A seguir ocorre uma cena engraçada – Mateus 14:26 e 27. Talvez movidos por determinadas crenças ou superstições e pelo medo que os envolvera, ao verem alguém andado sobre as águas, pensaram ser um fantasma. Conosco não é diferente. As terríveis adversidades pelas quais passamos (e todos nós passamos em algum ou em alguns momentos da vida – João 16:33) também nos fazem sentir como se estivéssemos num mar revolto. Nessas ocasiões não enxergamos uma solução ou não discernimos, em meio a elas, que é o Senhor quem está vindo em nossa direção. Por isso, também ficamos apavorados e gritamos em consequência disso.

A cena posterior nos é muito reconfortante. Jesus se dirige a eles e lhes fala: “Coragem! Sou eu. Não tenham medo!” – Mateus 14:27. Ao ouvir isso, Pedro, sempre o mais afoito, argumenta: “Se é o senhor mesmo, mande que eu vá andando em cima das águas até onde o Senhor está” – Mateus 14:28. Então Jesus lhe disse para ir ao seu encontro – 14:29.

Pedro desceu do barco e andou sobre as águas para ir ter com Jesus. Mas, sentido o vento forte, ficou com medo e começou a afundar. Nesse momento, clamou: “Senhor, salve-me!” – 14:30. E Jesus, estendendo a mão, segurou-o e disse-lhe: “Como é pequena a sua fé! Por que você duvidou?” – 14:31.

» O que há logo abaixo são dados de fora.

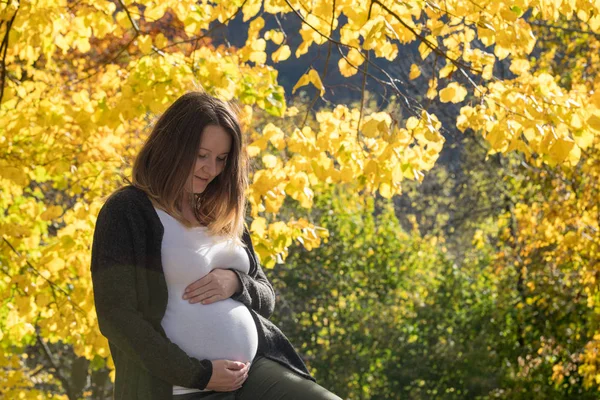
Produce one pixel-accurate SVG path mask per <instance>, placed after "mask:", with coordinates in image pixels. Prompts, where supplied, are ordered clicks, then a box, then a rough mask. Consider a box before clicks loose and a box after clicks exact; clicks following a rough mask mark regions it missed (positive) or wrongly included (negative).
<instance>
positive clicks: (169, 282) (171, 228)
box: [156, 209, 258, 395]
mask: <svg viewBox="0 0 600 400" xmlns="http://www.w3.org/2000/svg"><path fill="white" fill-rule="evenodd" d="M156 212H157V214H158V216H159V218H160V220H161V222H162V224H163V227H164V236H163V240H162V245H161V257H162V265H163V270H164V274H165V279H166V282H167V290H168V293H169V298H168V302H167V309H166V311H165V315H164V317H163V319H162V321H161V325H162V327H163V329H164V330H165V333H166V334H167V337H168V338H169V339H170V340H171V341H172V342H173V343H175V344H177V345H178V346H179V347H181V349H182V350H183V351H185V352H186V353H187V354H188V355H189V356H190V357H194V358H197V359H199V360H202V359H208V360H222V359H225V360H232V361H240V362H247V361H252V360H253V359H254V356H255V355H256V351H257V348H258V333H257V330H256V325H255V323H254V319H253V318H252V315H251V314H250V310H249V309H248V308H247V307H246V306H245V305H244V304H242V303H241V302H239V301H236V300H233V299H231V298H229V299H225V300H220V301H217V302H215V303H212V304H206V305H204V304H202V303H194V304H190V303H189V300H184V299H182V296H183V292H184V290H185V288H186V287H187V286H188V285H189V284H191V283H192V282H194V281H196V280H198V279H200V278H202V277H204V276H205V275H206V274H208V273H209V272H210V271H212V270H213V269H217V268H223V269H228V268H233V269H236V270H239V271H242V272H245V273H248V272H249V270H250V260H249V258H248V253H246V250H245V249H244V248H243V247H242V246H240V245H239V244H236V243H235V242H233V240H230V239H226V238H224V237H215V236H213V235H210V234H209V233H208V230H207V228H205V227H194V228H188V227H186V226H184V225H183V224H181V223H180V222H179V221H177V220H176V219H175V218H173V217H172V216H170V215H169V214H167V213H166V212H164V211H162V210H160V209H156ZM201 391H202V390H199V389H193V388H184V387H181V386H173V394H174V395H175V394H185V393H193V392H201Z"/></svg>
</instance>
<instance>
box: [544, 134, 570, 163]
mask: <svg viewBox="0 0 600 400" xmlns="http://www.w3.org/2000/svg"><path fill="white" fill-rule="evenodd" d="M574 145H575V142H573V140H572V139H569V138H559V139H558V140H556V141H555V142H554V144H553V145H552V146H551V147H550V156H551V157H552V158H553V159H554V160H555V161H556V162H558V163H562V162H563V161H565V159H566V158H567V156H568V155H569V153H570V152H571V149H572V148H573V146H574Z"/></svg>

Quem sabe, você esteja pensando que Pedro realmente foi insensato e fraco na fé. Porém, eu lhe pergunto: “Você já andou sobre as águas alguma vez? Já viu outra pessoa na Bíblia que tenha feito isso além dele?” Penso que não. Eu nunca vi. Ele é o único que pode bater no peito e dizer: “Eu andei sobre as águas!”.

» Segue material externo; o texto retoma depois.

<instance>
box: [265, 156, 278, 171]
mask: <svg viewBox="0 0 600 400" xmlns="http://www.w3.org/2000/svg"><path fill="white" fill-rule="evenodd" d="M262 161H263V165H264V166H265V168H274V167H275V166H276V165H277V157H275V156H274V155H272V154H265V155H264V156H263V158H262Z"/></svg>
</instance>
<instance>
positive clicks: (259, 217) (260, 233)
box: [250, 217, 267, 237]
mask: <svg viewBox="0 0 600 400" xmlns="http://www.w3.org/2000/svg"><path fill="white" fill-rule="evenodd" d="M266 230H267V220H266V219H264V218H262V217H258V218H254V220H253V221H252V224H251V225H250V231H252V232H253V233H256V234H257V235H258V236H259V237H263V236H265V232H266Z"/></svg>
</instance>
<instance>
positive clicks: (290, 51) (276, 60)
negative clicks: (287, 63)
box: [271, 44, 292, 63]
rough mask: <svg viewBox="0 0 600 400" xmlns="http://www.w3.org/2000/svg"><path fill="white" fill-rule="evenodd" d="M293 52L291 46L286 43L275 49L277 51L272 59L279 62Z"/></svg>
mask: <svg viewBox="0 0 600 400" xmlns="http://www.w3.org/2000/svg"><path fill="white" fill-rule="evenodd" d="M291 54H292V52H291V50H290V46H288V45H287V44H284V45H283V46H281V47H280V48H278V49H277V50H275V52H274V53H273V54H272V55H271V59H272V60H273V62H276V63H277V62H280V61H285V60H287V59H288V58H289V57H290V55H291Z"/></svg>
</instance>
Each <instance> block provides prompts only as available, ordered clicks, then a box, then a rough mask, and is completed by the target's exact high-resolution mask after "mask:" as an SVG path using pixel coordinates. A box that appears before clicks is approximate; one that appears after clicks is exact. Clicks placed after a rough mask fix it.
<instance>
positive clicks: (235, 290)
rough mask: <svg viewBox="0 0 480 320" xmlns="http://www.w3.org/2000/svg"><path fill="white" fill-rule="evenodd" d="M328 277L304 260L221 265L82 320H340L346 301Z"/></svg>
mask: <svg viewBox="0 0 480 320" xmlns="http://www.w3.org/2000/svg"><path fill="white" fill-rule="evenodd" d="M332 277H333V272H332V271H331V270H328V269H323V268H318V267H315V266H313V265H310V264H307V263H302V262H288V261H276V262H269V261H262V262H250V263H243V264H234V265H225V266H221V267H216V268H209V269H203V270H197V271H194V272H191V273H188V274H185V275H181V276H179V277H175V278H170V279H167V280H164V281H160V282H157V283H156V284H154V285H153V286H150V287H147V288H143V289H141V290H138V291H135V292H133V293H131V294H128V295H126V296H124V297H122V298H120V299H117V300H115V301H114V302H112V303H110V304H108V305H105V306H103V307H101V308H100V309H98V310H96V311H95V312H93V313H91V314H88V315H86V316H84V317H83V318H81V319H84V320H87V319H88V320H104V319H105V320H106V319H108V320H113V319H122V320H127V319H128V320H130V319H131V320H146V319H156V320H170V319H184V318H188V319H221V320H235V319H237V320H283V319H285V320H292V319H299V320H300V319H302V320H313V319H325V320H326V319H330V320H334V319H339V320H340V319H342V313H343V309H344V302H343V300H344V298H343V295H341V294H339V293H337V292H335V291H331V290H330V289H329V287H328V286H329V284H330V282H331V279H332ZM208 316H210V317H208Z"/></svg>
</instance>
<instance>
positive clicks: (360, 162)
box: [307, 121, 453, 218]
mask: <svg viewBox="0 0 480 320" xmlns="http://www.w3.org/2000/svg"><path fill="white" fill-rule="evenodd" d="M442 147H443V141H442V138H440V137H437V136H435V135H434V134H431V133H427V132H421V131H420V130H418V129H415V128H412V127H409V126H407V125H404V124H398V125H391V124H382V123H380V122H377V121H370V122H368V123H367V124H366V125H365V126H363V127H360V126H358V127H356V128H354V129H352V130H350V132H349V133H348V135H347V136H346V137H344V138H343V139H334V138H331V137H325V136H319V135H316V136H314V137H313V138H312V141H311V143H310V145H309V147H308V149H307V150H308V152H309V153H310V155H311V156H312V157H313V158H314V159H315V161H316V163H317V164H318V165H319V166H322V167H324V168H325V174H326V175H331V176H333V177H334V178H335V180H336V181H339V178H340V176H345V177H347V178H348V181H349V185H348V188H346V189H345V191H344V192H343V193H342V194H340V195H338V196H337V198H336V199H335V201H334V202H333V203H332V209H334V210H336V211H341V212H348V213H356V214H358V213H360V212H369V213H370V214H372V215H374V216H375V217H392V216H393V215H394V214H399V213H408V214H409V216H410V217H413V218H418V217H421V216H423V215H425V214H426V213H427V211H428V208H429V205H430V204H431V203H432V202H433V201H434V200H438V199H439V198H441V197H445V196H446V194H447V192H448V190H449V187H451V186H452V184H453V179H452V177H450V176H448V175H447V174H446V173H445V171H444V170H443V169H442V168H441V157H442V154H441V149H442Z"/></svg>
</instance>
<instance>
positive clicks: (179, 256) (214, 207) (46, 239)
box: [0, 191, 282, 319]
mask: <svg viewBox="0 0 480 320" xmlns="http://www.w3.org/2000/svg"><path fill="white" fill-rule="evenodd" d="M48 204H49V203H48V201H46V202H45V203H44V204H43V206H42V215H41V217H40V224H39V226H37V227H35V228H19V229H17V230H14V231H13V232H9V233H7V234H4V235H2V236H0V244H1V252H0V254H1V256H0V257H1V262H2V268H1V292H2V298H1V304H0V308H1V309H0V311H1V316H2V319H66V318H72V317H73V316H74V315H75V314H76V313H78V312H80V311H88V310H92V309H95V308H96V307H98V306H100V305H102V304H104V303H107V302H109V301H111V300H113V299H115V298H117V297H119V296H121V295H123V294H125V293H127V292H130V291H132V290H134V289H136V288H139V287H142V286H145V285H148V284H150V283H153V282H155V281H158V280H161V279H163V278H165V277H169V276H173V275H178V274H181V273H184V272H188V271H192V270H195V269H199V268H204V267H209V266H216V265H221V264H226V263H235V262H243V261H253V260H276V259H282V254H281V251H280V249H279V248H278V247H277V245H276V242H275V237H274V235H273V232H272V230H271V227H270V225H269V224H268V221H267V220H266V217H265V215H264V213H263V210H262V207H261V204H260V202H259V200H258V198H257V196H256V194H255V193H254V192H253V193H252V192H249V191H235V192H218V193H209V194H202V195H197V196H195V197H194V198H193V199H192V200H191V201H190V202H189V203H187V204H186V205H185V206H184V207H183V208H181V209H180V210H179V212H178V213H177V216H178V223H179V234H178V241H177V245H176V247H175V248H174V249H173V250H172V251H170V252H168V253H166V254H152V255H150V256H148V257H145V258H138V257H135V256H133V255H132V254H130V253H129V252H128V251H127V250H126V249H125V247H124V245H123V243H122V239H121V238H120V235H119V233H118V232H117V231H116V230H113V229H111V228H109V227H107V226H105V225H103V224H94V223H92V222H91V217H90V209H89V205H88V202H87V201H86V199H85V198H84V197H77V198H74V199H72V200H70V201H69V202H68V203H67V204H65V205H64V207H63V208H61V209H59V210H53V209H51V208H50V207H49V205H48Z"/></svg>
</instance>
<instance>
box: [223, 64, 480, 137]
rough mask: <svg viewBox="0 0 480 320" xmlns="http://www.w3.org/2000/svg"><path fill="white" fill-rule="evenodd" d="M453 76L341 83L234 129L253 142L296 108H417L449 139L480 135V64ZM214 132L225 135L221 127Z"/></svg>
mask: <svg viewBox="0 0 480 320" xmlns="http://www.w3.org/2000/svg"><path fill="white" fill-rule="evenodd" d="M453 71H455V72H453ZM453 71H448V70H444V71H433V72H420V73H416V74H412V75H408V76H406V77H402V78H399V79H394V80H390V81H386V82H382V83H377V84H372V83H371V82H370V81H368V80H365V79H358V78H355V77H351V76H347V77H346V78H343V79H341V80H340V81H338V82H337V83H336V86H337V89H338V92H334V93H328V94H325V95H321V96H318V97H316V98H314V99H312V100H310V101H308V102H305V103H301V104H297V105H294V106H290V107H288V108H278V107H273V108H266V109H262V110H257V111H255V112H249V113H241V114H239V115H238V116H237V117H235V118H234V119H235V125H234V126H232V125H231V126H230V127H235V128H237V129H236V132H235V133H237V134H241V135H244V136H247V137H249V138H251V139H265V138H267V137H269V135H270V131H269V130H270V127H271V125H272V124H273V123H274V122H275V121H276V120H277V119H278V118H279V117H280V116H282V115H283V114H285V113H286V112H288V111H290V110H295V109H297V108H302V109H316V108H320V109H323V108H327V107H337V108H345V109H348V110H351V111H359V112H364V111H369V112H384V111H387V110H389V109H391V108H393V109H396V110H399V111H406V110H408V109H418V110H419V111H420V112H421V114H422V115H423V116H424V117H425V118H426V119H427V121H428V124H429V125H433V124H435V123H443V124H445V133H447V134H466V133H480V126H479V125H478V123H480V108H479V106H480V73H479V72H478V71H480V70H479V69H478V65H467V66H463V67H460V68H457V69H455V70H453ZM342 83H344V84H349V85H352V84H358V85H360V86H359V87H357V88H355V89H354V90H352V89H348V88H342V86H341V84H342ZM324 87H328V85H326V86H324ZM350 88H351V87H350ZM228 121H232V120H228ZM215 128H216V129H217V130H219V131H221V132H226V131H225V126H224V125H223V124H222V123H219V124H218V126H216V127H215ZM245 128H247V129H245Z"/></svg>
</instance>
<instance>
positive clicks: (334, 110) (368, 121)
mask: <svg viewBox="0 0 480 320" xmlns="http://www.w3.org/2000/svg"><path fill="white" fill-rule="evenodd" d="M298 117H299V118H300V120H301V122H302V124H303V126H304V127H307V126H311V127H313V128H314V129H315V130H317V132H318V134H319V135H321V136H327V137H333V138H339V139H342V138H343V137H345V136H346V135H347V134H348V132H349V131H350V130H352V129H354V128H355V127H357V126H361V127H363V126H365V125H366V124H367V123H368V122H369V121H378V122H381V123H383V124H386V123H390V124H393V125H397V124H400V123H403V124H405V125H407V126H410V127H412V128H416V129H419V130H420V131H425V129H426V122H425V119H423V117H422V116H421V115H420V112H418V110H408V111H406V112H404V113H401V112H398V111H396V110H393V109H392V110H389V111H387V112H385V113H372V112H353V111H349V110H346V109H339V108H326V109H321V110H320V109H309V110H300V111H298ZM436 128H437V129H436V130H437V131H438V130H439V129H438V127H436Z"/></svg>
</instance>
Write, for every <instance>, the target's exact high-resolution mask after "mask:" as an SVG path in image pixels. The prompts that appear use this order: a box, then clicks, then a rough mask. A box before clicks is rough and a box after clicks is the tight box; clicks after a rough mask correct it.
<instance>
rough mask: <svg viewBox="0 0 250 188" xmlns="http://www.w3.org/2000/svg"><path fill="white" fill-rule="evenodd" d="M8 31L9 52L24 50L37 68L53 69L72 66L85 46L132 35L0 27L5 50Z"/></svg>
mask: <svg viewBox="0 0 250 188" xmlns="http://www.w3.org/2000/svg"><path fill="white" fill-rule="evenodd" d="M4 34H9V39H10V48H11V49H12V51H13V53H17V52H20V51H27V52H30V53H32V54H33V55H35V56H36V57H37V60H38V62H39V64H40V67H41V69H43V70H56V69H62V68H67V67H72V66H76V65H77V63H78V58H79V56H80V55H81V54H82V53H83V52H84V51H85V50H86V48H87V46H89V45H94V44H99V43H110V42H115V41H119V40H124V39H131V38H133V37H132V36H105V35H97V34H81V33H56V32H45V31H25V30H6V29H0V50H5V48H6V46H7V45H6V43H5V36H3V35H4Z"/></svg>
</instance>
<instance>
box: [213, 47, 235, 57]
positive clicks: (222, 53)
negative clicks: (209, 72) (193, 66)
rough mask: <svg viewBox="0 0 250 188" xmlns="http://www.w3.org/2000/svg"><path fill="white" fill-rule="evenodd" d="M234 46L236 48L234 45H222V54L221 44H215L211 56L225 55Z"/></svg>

No entanto, o que há de mais importante aqui não é saber que esse homem andou, literalmente, sobre as águas. É saber que Jesus não abandonara seus discípulos. Apenas os deixara por um momento, para que tivessem experiências mais profundas, as quais os tornariam mais maduros espiritualmente falando.

Também fez isso para esse fato servir de lição a todos nós, a fim de sabermos que, mesmo em meio às mais terríveis tempestades que se levantam conta a nossa vida, Deus não se esquece de nós ou nos abandona à própria sorte. No entanto, é preciso entender que Ele é o Senhor e não um fantasma. Portanto, mesmo que os ventos sejam fortes, que as ondas sejam gigantescas e que o barco da nossa vida esteja sendo jogado de um lado para o outro em alto mar, Jesus sempre está vindo em nossa direção. Sendo assim, ao invés de nos desesperarmos, clamemos como Pedro: “Senhor, salve-nos!” Em vez de fugirmos dele, fujamos para ele.

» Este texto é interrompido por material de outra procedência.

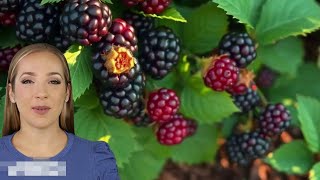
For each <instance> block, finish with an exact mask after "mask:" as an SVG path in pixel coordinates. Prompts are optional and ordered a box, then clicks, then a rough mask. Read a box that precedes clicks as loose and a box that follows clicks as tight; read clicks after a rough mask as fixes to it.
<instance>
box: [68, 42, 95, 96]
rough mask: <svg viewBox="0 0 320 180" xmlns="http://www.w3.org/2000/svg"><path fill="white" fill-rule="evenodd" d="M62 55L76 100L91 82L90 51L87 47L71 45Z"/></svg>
mask: <svg viewBox="0 0 320 180" xmlns="http://www.w3.org/2000/svg"><path fill="white" fill-rule="evenodd" d="M64 55H65V57H66V58H67V61H68V64H69V68H70V74H71V83H72V93H73V99H74V100H77V99H78V98H79V97H80V96H81V95H82V94H83V93H84V92H85V91H86V89H88V88H89V86H90V84H91V82H92V78H93V74H92V70H91V62H90V61H91V51H90V48H88V47H82V46H78V45H72V46H71V47H70V48H69V49H68V51H67V52H66V53H65V54H64Z"/></svg>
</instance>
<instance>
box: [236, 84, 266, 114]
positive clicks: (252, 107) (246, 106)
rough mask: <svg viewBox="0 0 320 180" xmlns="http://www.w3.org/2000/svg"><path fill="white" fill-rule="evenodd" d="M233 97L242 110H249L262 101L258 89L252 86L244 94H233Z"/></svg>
mask: <svg viewBox="0 0 320 180" xmlns="http://www.w3.org/2000/svg"><path fill="white" fill-rule="evenodd" d="M232 98H233V101H234V103H235V104H236V105H237V107H238V108H239V109H240V110H241V112H248V111H250V110H251V109H253V108H254V107H255V106H257V105H258V104H259V103H260V97H259V95H258V93H257V91H255V90H254V89H252V88H247V91H246V92H245V93H244V94H239V95H233V96H232Z"/></svg>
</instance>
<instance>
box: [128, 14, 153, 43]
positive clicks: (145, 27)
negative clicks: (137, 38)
mask: <svg viewBox="0 0 320 180" xmlns="http://www.w3.org/2000/svg"><path fill="white" fill-rule="evenodd" d="M123 19H124V20H125V21H126V22H127V23H129V24H130V25H131V26H133V28H134V29H135V32H136V36H137V37H138V39H140V38H141V37H142V36H143V35H144V33H146V32H147V31H149V30H151V29H153V28H154V26H155V22H154V19H153V18H151V17H146V16H143V15H141V14H136V13H134V12H131V11H125V13H124V15H123Z"/></svg>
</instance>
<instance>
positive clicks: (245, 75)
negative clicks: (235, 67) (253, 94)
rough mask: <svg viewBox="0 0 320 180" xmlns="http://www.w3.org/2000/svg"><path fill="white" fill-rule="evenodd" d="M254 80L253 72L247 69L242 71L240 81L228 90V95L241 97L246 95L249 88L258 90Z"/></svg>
mask: <svg viewBox="0 0 320 180" xmlns="http://www.w3.org/2000/svg"><path fill="white" fill-rule="evenodd" d="M253 78H254V74H253V72H251V71H249V70H247V69H240V73H239V78H238V81H237V82H236V83H235V84H233V85H232V86H230V87H229V88H228V89H227V91H228V93H230V94H232V95H236V94H238V95H240V94H244V93H246V91H247V88H254V90H256V87H255V83H254V81H253Z"/></svg>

Caso façamos essa oração tão curta, mas de forma tão sincera como esse discípulo, também seremos atendidos. Lembremo-nos que o desejo do Pai não é que pereçamos por causa das adversidades ou das tempestades. Elas vêm. Todos nós estamos sujeitos a passar por desertos e mares bravios ou até mesmo pelo vale da sombra da morte. Porém, se mantivermos nossos olhos fitos em Deus, e não nas circunstâncias, certamente o socorro virá. Podemos até perder algumas batalhas; contudo, não seremos destruídos.

Para finalizar, quero que leia Isaías 49:15 e 16 a: “Pode uma mãe esquecer-se do filho que cria, que não tenha compaixão dele, do filho do seu ventre? Mas ainda que esta se esquecesse, eu, todavia, não me esquecerei de você. Veja,  eu gravei você nas palmas das minhas mãos…”. Sendo assim, saiba que mesmo que o vento seja totalmente contrário, existe alguém que é a seu favor: Jesus Cristo, o Emanuel, ou seja, Deus conosco. Então, em vez de perder a fé e afundar no mar revolto, continue crendo em Deus e buscando o socorro.